What Is Agent Governance? And Why Your LLM Needs It
What Is Agent Governance? And Why Your LLM Needs It
"Governance" in a software context usually means policy documentation, access reviews, and the occasional audit. For AI agents, governance means something more immediate: defining in code exactly what an autonomous system is allowed to do, then enforcing it on every action it takes.
The distinction matters because an AI agent does not wait for a human to approve each step. It reasons, decides, and executes — often faster than any review process could intervene. By the time a human notices something went wrong, the agent may have read files it should not have read, called APIs it should not have called, or passed data to an external system in ways that were not anticipated when the original task was assigned.
Agent governance is the set of mechanisms that prevent that outcome.
What "Governance" Means When the Agent Is Autonomous
In a traditional software system, access control is enforced at the authentication boundary. A service account has a role; the role has permissions; the permissions gate what the service can do. Audits happen after the fact, but the boundary is at least well-defined.
An AI agent operating over MCP does not have a fixed call graph. The model decides which tools to invoke based on what it has been asked to do and what tools it can see.

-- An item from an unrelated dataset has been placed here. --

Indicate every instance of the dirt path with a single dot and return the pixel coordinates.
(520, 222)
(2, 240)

A sufficiently broad tool surface means a sufficiently broad blast radius if the model reasons incorrectly, follows an injected instruction, or encounters an edge case the developer did not anticipate.
Governance for autonomous agents means shifting the enforcement point from "what the developer intended when they wrote the code" to "what the policy says at the moment the tool call is made." Those two things are not the same, and the gap between them is where most incidents happen.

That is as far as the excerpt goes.